L'Amérique et les filles, essentiellement.

Il existait des différences – musicales, j'entends – entre le funk américain et son pendant français ?
Pour moi non, à part le fait que les Français pompaient tout ce qui se faisait un peu en retard et en systématiquement moins bien.

Il y avait quand même des stars parmi tous ces mecs, j'imagine.
Oui, François Feldman définitivement. Il sortait des disques sous son nom et sous le pseudo « FF Yellowhand ». Il a chanté et produit les meilleurs titres du genre, haut la main. Je me souviens qu'il a même fait des morceaux un peu électroniques sur lesquels il rappe et fait des scratches.

J'ai remarqué un truc sur la compile : certains des morceaux sont des adaptations de gros tubes funk américains. C'était un procédé beaucoup utilisé à l'époque ?
Oui, mais j'en ai pas joué beaucoup parce que ce procédé peut vite prendre un tournant « blague », tu vois. Cela dit, on pourrait faire une compilation seulement composée de reprises. Elles sont généralement assez salées, avec des traductions mot à mot des paroles américaines. Je conseille le morceau « Septembre » de Michel Stax pour comprendre de quoi je parle.

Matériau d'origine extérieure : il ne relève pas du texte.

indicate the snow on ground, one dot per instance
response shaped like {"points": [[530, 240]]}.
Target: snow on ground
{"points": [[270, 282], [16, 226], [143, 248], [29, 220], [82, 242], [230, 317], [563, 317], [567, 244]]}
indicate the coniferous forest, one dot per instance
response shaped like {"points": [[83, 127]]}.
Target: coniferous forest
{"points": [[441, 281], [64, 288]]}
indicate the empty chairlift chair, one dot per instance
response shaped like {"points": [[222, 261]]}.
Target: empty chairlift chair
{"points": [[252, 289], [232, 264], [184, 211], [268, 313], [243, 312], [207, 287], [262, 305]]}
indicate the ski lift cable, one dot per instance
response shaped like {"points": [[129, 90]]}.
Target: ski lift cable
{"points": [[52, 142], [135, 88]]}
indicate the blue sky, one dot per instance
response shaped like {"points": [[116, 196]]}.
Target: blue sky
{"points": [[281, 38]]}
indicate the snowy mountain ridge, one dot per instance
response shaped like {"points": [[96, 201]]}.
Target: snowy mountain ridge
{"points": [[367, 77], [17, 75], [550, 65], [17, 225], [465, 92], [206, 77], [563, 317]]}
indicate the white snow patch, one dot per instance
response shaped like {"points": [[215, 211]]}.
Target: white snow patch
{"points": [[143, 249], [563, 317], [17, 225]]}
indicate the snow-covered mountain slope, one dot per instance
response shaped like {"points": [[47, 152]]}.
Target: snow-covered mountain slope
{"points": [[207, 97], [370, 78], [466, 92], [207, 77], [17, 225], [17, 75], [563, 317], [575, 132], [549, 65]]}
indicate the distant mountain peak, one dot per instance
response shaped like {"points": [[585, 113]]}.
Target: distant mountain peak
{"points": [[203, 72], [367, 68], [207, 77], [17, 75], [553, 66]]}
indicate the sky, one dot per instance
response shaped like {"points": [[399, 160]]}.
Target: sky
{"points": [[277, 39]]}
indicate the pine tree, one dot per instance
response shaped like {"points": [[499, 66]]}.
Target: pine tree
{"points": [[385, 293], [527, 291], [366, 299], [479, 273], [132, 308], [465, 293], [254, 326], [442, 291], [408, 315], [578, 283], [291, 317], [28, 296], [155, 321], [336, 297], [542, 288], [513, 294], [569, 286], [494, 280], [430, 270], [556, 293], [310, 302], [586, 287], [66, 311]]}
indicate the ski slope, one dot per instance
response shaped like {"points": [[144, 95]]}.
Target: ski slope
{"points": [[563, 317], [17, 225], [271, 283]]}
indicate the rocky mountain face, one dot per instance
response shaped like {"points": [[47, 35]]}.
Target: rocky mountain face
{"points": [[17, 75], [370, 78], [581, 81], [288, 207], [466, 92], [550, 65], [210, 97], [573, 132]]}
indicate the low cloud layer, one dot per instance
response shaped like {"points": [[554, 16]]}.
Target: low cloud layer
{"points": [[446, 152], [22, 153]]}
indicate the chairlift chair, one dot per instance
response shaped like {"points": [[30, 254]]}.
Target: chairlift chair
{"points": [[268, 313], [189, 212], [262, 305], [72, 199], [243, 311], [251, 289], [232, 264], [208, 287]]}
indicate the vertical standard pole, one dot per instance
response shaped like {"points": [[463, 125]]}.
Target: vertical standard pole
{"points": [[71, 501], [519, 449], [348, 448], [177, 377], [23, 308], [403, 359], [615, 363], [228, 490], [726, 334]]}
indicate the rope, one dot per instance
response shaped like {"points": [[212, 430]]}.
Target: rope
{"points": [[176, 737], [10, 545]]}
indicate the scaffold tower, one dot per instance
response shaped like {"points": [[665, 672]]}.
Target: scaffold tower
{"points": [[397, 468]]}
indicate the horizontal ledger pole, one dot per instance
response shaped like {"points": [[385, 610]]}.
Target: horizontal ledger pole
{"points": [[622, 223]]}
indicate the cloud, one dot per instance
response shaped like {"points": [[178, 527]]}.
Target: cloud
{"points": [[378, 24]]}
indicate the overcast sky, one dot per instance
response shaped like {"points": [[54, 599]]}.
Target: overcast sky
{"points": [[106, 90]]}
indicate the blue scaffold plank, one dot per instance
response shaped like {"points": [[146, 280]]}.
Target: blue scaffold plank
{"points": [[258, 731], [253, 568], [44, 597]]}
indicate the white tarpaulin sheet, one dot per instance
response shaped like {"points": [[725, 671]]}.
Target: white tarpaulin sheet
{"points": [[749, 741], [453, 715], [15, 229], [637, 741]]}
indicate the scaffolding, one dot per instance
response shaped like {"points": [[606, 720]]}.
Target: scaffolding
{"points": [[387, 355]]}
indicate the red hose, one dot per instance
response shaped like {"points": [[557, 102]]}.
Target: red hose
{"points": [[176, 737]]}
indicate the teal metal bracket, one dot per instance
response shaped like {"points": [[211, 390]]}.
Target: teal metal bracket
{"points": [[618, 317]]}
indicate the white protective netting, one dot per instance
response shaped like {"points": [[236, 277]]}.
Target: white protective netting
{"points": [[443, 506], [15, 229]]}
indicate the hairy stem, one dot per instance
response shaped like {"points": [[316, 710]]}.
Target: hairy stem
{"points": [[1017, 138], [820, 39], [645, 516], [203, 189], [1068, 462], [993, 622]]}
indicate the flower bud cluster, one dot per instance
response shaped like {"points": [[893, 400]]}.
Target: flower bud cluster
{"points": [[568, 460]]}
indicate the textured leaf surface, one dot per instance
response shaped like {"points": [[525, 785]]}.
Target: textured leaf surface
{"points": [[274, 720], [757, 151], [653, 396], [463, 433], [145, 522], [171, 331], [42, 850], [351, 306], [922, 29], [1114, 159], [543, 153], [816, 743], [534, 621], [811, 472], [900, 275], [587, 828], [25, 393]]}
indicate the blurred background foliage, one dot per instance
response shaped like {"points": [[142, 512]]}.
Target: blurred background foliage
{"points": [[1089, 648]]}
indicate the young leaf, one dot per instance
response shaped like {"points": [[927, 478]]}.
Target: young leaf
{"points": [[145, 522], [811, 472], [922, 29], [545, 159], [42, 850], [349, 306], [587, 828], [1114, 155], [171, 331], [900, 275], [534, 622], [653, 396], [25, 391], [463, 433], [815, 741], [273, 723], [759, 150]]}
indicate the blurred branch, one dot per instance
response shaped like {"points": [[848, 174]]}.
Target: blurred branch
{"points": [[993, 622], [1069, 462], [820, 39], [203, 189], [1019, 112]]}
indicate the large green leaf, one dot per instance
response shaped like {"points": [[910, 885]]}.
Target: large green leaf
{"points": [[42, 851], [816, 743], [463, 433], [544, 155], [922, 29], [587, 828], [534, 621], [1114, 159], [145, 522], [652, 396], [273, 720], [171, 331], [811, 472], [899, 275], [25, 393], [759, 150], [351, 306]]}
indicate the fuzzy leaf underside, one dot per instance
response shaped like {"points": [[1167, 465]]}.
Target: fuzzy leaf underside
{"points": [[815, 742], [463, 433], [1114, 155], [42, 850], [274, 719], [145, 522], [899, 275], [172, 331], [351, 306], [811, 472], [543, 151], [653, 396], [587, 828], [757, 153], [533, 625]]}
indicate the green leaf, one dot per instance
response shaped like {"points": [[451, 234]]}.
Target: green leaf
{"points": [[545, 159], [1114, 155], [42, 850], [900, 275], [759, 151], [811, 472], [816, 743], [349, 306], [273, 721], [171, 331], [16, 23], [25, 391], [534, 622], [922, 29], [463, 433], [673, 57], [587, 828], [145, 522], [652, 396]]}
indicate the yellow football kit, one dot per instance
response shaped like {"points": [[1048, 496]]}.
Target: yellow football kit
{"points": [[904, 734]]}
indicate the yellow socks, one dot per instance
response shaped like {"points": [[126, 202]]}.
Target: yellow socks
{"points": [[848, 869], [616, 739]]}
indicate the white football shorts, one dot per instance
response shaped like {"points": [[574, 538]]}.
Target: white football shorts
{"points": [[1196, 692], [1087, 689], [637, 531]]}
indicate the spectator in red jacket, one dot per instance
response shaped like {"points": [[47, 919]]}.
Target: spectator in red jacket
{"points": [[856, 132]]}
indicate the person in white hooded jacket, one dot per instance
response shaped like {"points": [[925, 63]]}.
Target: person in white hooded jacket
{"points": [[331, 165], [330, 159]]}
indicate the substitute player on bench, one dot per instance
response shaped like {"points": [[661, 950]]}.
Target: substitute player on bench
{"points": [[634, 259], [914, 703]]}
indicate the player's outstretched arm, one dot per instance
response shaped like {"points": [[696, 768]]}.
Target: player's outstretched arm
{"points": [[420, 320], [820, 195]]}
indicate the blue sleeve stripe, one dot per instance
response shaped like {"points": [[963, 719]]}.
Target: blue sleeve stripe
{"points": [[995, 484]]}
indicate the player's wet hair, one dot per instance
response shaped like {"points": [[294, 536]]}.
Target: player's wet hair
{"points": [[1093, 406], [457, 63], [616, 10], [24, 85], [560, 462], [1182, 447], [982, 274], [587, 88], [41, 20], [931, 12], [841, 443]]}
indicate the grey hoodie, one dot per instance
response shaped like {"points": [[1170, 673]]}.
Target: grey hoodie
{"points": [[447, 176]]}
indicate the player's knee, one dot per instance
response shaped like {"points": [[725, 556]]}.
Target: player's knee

Comment s'habillaient les mecs de la scène ? Ils copiaient les costumes pailletés des Américains ?
D'après ce qu'on peut voir sur les pochettes, c'était comme pour la musique : ils essayaient d'adapter le style US avec les moyens du bord, d'où un résultat assez débile. Ça me rappelle un disque de « breakdance » d'Europe de l'Est que j'avais acheté à Budapest ; sur la cover les mecs essayaient de copier le style des breakers américains mais en ne portant que des marques locales pas forcément très ressemblantes. De loin, on voyait un look hip-hop 80s classique, mais en se rapprochant, chaque détail était à côté de la plaque. C'est un peu la même idée avec le funk français.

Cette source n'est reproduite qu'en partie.